Honrou o combinado até a última vez que o vi. Naquele dia de inverno em que nem o afinco dos abraços da despedida, nem os longos apertos de mão de “boa sorte” faziam com que o frio cortante da serra diminuísse. Pensei que não viria. Que, como outras vezes, havia perdido a hora imerso em uma de suas leituras infindadas.

Não foi o (a)caso.

Chegou quando eu já estava acomodado na poltrona do ônibus. Nada mais apropriado, afinal, sempre reservou-se apenas aos momentos mais simbólicos. Nos despedimos enquanto o ônibus partia, já em movimento: eu balançando os braços com um terço do corpo para fora da janela; ele, de olhos marejados e pingos salinos, enquanto balançava o chapéu dourado por entre a fumaça do terminal e a terra vermelha levantada pelas rodas do veículo. Nunca mais o veria desde aquele dia. Nunca mais tinha ouvido falar sobre o chapéu e seus feitios de velhas memórias.

Mas agora eu o via.

Agora, de modo similar, balançava o chapéu por entre os dedos, contornando o ar, imerso na fumaça. Agitava-o para mim e para uma multidão que agitava de volta. Que o ouvia graciar a fala dura ao vento. Que urgia em pomposos ferrões que voltavam a me atacar o peito; a me arder os miolos, a me sangrar a garganta.

O via e me doía.

— Mas eu tenho fé meus irmãos. Eu tenho fé no passado guerreiro do nosso povo. Eu tenho fé na força que pulsa em nossos corações. Tenho fé em todos nós, afinal, somo todos um. Somos uma unidade compacta que enfrenta todos os inimigos da nossa terra da liberdade! E assim como vocês, tenho certeza que precisamos enfrentar esse inimigo, esse grande obstáculo. Pois, somente vencendo essa batalha, e eu sei que venceremos, que vamos alcançar o nosso lugar devido na história. O lugar que todo homem, mulher e criança de coração guerreiro merece.

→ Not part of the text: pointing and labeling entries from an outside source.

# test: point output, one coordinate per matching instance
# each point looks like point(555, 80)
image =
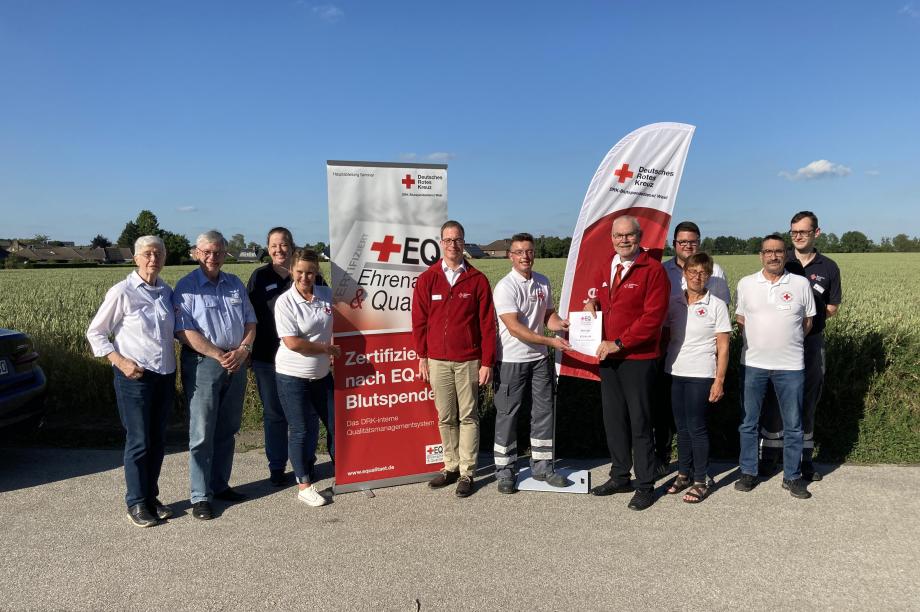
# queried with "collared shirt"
point(773, 316)
point(824, 276)
point(139, 319)
point(530, 299)
point(453, 275)
point(692, 347)
point(296, 317)
point(218, 310)
point(717, 283)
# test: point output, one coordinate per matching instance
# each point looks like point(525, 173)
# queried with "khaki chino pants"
point(456, 391)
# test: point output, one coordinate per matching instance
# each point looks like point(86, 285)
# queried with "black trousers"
point(626, 388)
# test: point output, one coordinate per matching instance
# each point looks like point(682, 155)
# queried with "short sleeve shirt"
point(692, 348)
point(773, 317)
point(219, 310)
point(530, 299)
point(312, 321)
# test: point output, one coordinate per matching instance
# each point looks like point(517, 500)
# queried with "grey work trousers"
point(512, 384)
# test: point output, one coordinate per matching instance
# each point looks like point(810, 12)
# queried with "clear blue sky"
point(222, 113)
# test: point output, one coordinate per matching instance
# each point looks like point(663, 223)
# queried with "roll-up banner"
point(639, 176)
point(384, 229)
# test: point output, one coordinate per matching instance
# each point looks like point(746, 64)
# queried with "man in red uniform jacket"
point(632, 292)
point(453, 324)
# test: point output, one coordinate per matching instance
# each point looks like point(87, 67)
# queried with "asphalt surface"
point(67, 544)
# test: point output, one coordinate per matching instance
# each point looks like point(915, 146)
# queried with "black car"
point(22, 382)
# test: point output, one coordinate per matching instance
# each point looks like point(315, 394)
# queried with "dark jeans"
point(626, 386)
point(144, 406)
point(689, 401)
point(304, 402)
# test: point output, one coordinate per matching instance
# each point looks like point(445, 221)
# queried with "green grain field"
point(870, 411)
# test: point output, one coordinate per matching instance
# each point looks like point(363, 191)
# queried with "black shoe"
point(230, 495)
point(506, 485)
point(641, 500)
point(277, 478)
point(443, 479)
point(796, 488)
point(553, 479)
point(464, 486)
point(746, 483)
point(612, 486)
point(156, 507)
point(202, 511)
point(140, 516)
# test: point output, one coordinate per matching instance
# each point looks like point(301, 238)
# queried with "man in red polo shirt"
point(453, 324)
point(633, 293)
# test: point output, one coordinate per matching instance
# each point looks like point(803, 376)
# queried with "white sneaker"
point(311, 497)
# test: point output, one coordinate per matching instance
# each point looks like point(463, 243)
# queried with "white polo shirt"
point(692, 348)
point(717, 283)
point(773, 316)
point(529, 299)
point(295, 316)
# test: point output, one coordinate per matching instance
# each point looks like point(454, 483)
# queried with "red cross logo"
point(385, 248)
point(623, 173)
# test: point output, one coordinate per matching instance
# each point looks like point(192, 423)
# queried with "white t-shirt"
point(295, 316)
point(717, 283)
point(692, 348)
point(773, 316)
point(530, 299)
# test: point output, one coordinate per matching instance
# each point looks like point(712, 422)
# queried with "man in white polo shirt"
point(775, 309)
point(524, 304)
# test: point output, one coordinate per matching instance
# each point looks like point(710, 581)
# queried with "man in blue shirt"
point(216, 325)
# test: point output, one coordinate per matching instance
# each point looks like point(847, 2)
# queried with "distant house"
point(472, 251)
point(499, 248)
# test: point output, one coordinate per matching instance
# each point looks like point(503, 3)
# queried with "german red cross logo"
point(385, 248)
point(624, 173)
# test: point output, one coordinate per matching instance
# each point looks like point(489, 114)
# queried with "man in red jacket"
point(453, 324)
point(632, 292)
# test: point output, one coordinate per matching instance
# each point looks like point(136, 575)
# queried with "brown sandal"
point(697, 493)
point(680, 483)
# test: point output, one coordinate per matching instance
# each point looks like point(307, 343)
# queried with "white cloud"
point(328, 12)
point(817, 169)
point(910, 11)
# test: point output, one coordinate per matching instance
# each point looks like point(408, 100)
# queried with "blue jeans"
point(215, 406)
point(144, 406)
point(273, 422)
point(689, 401)
point(789, 386)
point(304, 402)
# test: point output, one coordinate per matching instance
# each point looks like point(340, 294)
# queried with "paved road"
point(67, 545)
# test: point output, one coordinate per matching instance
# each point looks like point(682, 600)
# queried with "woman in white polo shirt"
point(698, 328)
point(303, 318)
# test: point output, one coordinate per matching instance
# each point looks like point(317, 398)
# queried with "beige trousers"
point(456, 391)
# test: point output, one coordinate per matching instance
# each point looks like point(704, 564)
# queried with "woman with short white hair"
point(133, 329)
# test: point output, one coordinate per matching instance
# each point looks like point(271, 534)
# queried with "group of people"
point(281, 323)
point(664, 326)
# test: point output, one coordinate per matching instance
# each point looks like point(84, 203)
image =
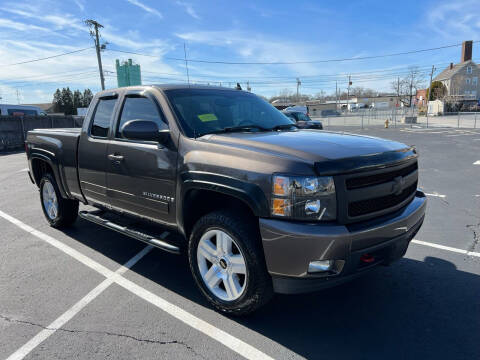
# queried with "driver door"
point(141, 174)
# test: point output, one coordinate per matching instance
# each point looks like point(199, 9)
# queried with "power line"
point(48, 57)
point(293, 62)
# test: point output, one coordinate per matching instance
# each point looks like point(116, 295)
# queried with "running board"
point(97, 218)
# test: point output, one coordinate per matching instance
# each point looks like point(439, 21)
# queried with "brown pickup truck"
point(258, 205)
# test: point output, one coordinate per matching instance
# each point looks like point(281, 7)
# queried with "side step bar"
point(95, 217)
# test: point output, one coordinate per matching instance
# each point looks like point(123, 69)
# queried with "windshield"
point(303, 117)
point(203, 111)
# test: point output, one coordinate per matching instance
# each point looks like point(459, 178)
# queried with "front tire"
point(58, 211)
point(227, 263)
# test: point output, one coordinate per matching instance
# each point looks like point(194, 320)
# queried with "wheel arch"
point(42, 164)
point(200, 196)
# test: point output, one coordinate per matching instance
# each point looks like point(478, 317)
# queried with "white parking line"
point(436, 195)
point(447, 248)
point(75, 309)
point(191, 320)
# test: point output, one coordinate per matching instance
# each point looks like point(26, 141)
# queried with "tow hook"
point(367, 258)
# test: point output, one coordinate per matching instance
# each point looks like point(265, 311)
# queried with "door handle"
point(116, 158)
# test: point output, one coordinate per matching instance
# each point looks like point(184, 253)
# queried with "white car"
point(20, 110)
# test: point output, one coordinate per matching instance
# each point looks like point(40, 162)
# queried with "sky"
point(229, 31)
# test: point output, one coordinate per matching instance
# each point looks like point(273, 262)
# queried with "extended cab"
point(258, 205)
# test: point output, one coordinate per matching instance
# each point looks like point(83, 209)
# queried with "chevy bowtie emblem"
point(397, 186)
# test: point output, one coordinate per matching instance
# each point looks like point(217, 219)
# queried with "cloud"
point(80, 4)
point(455, 20)
point(189, 9)
point(146, 8)
point(9, 24)
point(60, 21)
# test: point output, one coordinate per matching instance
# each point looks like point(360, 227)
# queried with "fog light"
point(320, 266)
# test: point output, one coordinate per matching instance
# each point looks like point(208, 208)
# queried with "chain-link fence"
point(405, 117)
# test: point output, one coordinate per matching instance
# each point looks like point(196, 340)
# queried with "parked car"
point(20, 110)
point(303, 121)
point(329, 113)
point(258, 205)
point(298, 108)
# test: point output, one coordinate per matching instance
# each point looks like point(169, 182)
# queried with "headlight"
point(304, 198)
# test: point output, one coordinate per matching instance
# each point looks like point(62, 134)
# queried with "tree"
point(67, 102)
point(406, 88)
point(67, 99)
point(57, 101)
point(439, 91)
point(87, 97)
point(77, 100)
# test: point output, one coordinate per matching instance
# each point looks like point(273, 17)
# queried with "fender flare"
point(251, 194)
point(50, 160)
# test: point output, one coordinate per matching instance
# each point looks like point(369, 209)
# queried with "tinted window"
point(291, 116)
point(140, 108)
point(21, 112)
point(203, 111)
point(102, 116)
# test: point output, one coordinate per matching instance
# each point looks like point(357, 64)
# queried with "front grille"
point(370, 180)
point(364, 207)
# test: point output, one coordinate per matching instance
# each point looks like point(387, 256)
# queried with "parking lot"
point(92, 293)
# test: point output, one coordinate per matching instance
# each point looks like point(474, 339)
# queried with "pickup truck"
point(258, 205)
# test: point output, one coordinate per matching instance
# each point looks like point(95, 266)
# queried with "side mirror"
point(143, 130)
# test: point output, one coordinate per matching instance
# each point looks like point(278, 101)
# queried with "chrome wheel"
point(222, 265)
point(50, 202)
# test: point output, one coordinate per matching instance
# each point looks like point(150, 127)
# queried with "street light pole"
point(430, 90)
point(96, 38)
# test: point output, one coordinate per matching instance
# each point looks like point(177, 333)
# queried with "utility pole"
point(336, 95)
point(186, 62)
point(298, 85)
point(96, 38)
point(429, 91)
point(348, 91)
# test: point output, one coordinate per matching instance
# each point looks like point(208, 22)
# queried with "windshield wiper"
point(236, 129)
point(283, 127)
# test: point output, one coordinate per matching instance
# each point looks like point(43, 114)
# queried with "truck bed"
point(59, 148)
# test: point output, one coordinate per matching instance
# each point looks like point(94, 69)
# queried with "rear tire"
point(227, 262)
point(58, 211)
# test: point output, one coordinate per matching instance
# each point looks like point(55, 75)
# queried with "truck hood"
point(311, 145)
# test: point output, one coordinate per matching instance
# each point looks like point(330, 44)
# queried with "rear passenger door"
point(143, 181)
point(92, 151)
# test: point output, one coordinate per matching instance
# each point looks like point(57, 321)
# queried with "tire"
point(64, 212)
point(236, 293)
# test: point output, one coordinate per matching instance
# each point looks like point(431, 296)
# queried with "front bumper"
point(290, 246)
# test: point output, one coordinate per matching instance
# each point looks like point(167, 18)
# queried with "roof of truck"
point(171, 87)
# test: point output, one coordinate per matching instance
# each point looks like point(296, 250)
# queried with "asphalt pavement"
point(91, 293)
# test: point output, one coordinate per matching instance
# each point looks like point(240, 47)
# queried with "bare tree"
point(406, 87)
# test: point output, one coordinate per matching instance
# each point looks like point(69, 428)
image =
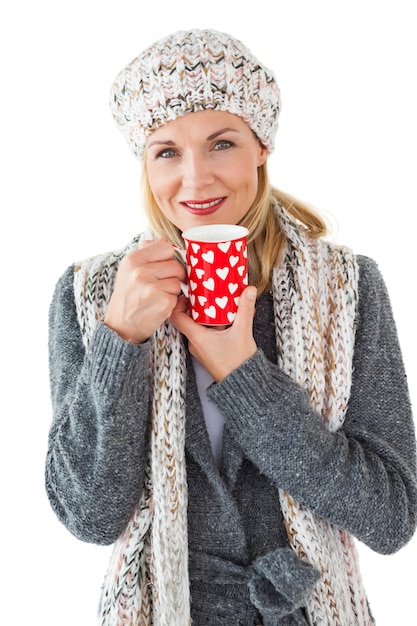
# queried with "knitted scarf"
point(315, 305)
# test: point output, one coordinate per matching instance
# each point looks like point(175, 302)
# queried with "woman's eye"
point(223, 144)
point(167, 153)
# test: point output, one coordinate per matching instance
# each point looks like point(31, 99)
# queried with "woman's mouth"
point(203, 207)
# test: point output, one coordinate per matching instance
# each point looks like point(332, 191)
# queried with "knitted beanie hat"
point(191, 71)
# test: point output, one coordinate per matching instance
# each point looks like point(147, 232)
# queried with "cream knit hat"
point(190, 71)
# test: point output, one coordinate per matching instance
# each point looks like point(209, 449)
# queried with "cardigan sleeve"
point(362, 477)
point(97, 442)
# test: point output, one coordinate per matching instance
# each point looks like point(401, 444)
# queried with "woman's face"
point(202, 168)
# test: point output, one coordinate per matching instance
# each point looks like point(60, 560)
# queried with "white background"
point(346, 144)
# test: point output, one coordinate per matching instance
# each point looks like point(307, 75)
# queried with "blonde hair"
point(266, 239)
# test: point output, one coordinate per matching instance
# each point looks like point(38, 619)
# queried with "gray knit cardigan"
point(362, 478)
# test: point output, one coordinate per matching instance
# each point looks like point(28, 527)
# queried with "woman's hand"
point(146, 291)
point(220, 350)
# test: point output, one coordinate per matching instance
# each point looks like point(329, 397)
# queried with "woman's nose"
point(197, 172)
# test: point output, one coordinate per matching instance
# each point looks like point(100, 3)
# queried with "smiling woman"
point(233, 468)
point(203, 168)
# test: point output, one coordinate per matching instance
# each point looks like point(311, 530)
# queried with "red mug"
point(217, 268)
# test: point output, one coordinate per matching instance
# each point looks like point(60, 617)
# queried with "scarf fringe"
point(315, 304)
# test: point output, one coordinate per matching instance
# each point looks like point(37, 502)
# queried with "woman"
point(231, 467)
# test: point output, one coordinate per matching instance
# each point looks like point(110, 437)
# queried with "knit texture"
point(315, 300)
point(192, 71)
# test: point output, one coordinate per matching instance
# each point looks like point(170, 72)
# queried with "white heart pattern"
point(209, 284)
point(222, 272)
point(224, 246)
point(222, 302)
point(208, 256)
point(211, 311)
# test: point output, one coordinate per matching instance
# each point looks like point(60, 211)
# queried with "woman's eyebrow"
point(168, 142)
point(220, 132)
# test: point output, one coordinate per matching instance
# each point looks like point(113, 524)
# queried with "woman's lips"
point(203, 207)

Levantou o braço por onde já nasceu uma lágrima: recontornou o tecido da camisa de manga longa que trajava, marcando-a até desaguar no chapéu dourado que erguia ao público. A maré povoada erguia-se em chapéus comovidos. Era salgado o som das vespas, seus gritos, seus aplausos … suas asas batiam águas salgadas e diziam “adeuzzzzzz”.

Ouvi alguns barulhos na rua, o vento cantou a esquina, uma janela se abriu, um inseto foi esmagado, o motor de um ônibus arrancou na avenida, alguém se exaltou, o carro buzinou, uma garrafa se inflamou, um tiro ressou.

Elas estavam chegando.


***

*Giacomo Balla (1871-1958) foi um dos representantes do Futurismo italiano, movimento literário e artístico no qual muitos de seus artistas se identificavam com o Fascismo.